During a mock trial last week, campers read off administrators’ names and sentenced them to the “guillotine” or the “gallows.” They included Provost Christopher Alan Bracey, the school’s board of trustees and Ms. Granberg.
Ms. Granberg said the encampment violates laws against trespassing. She expressed concern that the camp was being “co-opted by individuals who are largely unaffiliated with our community and do not have our community’s best interest in mind.”
She said the university has started disciplining student participants but added that little could be done to remove the encampment without help from city police.
“The GW police force is, and should only be, prepared to protect our community during normal university operations and to respond to routine and urgent incidents,” Ms. Granberg wrote. “When unlawful activities go beyond these limits, we must rely on the support and experience of the DC Metropolitan Police Department.”
Earlier reports indicated that the mayor and MPD leadership hoped to avoid the chaotic scenes at other universities.
Los Angeles police dispatched officers in riot gear to bring down an encampment at the University of California, Los Angeles, a site of open fights between pro-Palestinian and pro-Israel demonstrators.
In New York City, police arrested more than 280 people who barricaded themselves inside a building on Columbia University’s campus. One of the reported leaders of Columbia’s camp had said people should “be grateful that I’m not just going out and murdering Zionists.”
In Oregon, police pushed out dozens of protesters who took over a library at Portland State University. Authorities said they found makeshift weapons inside the building.
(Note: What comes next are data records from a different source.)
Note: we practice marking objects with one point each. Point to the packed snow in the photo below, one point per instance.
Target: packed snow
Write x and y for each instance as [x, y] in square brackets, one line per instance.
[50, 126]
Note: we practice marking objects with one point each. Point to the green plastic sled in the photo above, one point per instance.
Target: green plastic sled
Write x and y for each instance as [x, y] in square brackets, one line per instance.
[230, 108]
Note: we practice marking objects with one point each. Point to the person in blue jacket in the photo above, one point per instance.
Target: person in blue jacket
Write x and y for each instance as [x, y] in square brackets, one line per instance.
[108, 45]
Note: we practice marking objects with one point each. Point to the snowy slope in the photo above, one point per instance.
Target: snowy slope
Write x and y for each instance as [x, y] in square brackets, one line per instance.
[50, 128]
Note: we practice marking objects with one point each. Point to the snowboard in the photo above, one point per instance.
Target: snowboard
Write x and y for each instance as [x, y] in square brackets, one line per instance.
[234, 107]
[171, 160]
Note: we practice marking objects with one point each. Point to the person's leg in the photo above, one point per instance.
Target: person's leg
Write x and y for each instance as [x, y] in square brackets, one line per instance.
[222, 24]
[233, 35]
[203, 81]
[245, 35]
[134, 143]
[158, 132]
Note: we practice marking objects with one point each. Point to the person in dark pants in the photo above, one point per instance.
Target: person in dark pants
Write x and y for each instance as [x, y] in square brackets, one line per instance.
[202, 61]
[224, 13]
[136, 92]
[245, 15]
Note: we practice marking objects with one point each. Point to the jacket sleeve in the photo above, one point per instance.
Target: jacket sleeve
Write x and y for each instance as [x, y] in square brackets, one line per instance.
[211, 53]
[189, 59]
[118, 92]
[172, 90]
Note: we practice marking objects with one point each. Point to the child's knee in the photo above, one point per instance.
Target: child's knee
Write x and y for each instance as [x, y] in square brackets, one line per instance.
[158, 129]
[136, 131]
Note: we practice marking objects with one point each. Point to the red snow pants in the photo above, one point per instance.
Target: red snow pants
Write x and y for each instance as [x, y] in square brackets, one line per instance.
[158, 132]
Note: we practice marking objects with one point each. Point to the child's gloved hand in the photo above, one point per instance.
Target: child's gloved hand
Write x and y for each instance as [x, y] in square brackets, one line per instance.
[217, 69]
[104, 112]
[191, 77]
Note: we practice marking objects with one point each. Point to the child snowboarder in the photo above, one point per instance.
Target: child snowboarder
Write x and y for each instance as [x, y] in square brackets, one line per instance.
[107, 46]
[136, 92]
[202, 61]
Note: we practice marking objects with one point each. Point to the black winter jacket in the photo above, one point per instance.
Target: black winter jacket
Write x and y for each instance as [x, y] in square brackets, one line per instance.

Close to 2,000 people have been arrested nationwide for their roles in the encampments, according to NBC News.
The scene at GWU hasn’t been as volatile as at other campuses, but Ms. Bowser’s inaction has drawn congressional scorn.
A Republican delegation including Rep. James Comer of Kentucky, Rep. Lauren Boebert of Colorado and Reps. Byron Donalds and Anna Paulina Luna of Florida visited the camp last week.
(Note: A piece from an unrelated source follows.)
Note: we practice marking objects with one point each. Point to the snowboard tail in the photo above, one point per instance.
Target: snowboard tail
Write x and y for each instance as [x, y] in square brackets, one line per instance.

Videos showed Ms. Boebert, a conservative firebrand on cultural issues, demanding that a Palestinian flag be taken off a statue of George Washington.
“I had people proudly saying that they are faculty and not wanting to remove a Palestinian sign from the George Washington statue,” Ms. Boebert said. “If they don’t want to do something to address this, well then kiss your federal funding goodbye.”
Mr. Comer said Jewish students felt unsafe on campus and university leaders didn’t think they could handle a protest at that scale.
The House Oversight and Accountability Committee plans to hold an emergency hearing Wednesday to question city leaders, including MPD Police Chief Pamela Smith, on their handling of the crisis.
Ms. Bowser hasn’t said whether she will attend the hearing.